3. How can I decrease my no-show rate?
Don’t panic if you have a week or two of increased no-shows. If you track data, look at the prior year and find out what months trended with high no-shows. There are trends. Back-to-school and the December holidays traditionally have higher no-shows and cancellations and lower conversion rates.
If no-shows are a real concern, you can decrease the no-show rate by being smarter and more efficient on that first phone call. I call it touch points.
If you recognize a referral source that has a high no-show rate, be sure you do something different for those types of patients. For example, our data shows internet/website have the highest no-show rate of all resources, but they also have one of the highest conversions rate. The goal is to ensure they show up. For my practices who we have determined fall under this category, we implement a different set of touchpoints for these patients. We might email or text them one additional time before they show up or have a special ‘gift’ for them when they come in for consult.
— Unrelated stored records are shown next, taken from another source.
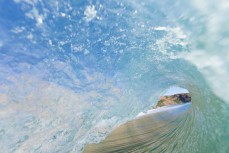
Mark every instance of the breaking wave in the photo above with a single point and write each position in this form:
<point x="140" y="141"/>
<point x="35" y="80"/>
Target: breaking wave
<point x="72" y="71"/>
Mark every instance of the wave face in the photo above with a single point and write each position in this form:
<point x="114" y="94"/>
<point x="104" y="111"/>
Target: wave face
<point x="72" y="71"/>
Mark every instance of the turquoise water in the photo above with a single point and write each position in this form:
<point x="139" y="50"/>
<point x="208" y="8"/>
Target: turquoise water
<point x="72" y="71"/>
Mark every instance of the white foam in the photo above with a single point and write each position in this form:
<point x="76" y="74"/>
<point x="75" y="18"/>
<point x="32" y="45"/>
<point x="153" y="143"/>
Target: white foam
<point x="90" y="13"/>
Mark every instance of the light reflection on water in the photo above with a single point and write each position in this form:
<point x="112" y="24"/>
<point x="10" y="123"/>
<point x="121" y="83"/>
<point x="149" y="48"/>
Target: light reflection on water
<point x="147" y="133"/>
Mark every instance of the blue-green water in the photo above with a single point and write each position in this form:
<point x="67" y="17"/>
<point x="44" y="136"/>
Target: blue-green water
<point x="72" y="71"/>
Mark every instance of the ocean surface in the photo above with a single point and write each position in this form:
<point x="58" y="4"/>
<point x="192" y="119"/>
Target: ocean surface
<point x="73" y="71"/>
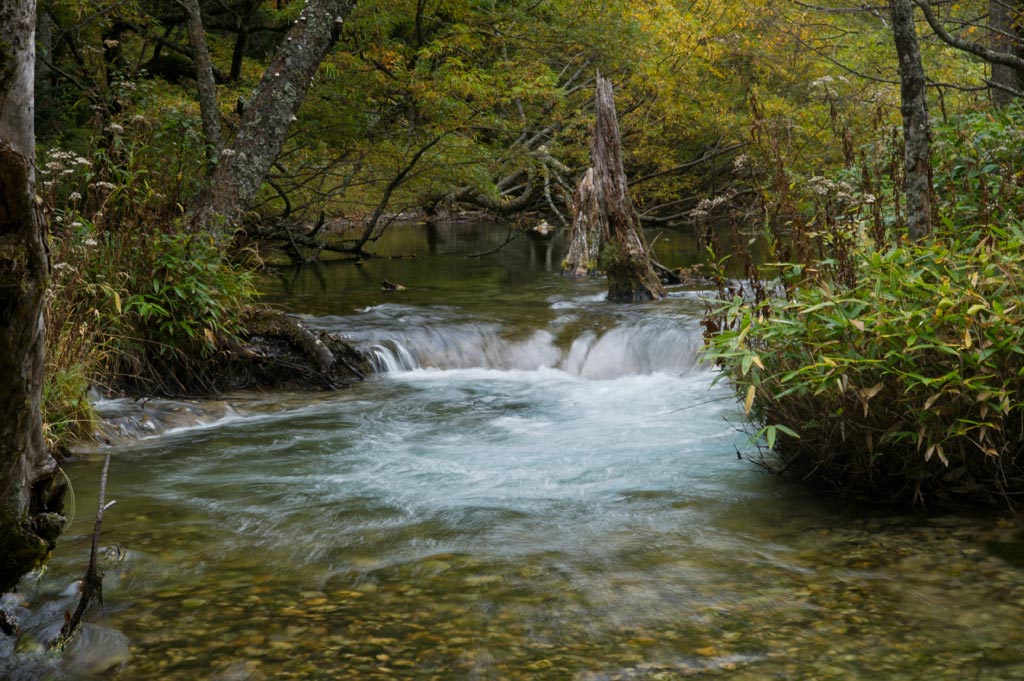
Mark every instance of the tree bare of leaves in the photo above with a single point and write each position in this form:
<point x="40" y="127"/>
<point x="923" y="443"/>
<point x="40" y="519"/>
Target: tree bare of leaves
<point x="916" y="129"/>
<point x="268" y="116"/>
<point x="30" y="519"/>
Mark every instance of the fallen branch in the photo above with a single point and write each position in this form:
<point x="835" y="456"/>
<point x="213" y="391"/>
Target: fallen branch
<point x="91" y="591"/>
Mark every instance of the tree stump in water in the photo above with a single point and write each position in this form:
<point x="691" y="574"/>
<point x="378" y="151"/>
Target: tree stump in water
<point x="588" y="225"/>
<point x="603" y="207"/>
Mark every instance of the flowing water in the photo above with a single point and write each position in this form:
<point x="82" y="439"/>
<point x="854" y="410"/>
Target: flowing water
<point x="538" y="484"/>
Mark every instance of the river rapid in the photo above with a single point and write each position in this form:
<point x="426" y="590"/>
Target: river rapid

We saw a decrease in the no-show rate when we implemented these into practices.
Also, text appointment reminders do not take the place of a confirmation call. Our data shows practices who eliminated the call in lieu of the text saw an increase in their new consult no-shows. You can send a text, but you need to call as well.
4. How can I reward my staff?
Roos: When it comes to incentive plans or bonuses, each staff member requires a different type of “reward.” We typically recommend you incentivize or bonus patient care coordinators and front office staff based on practice growth and/or proficiency goals. We don’t recommend you simply reward staff with a percent of what they collect for surgical patients. It doesn’t incentivize growth.
Compensation for nurse injectors and/or non-surgical services varies. What I have seen works best is a tiered-type program. Since offering a percent of the net is acceptable, increasing the percent for each tier does promote an environment of higher revenue.
For practice administrators, I always recommend a bonus based off the practices performance as a whole. [This includes] setting goals based off the profit and loss inefficiencies, creating plans to improve employee morale, etc.
5. How do I hire and retain good employees?
Roos: The key is hiring correctly, but, more importantly, having a truly defined training schedule in place. It has to be outlined according to what happens each day and followed. You don’t want to have new employees show up, follow people around and hope they learn everything.
To retain a good employee, you need to have employee reviews, open lines of communication and regular team meetings. Physicians have said they don’t want to do employee reviews because every time they do a review, employees expect a raise. That should not be the expectation if presented correctly. You have to encourage your employees to be better and grow, or you’re going to have unhappy employees. You need to have consistent office meetings, with clear, defined goals for the practice, and an open line of communication.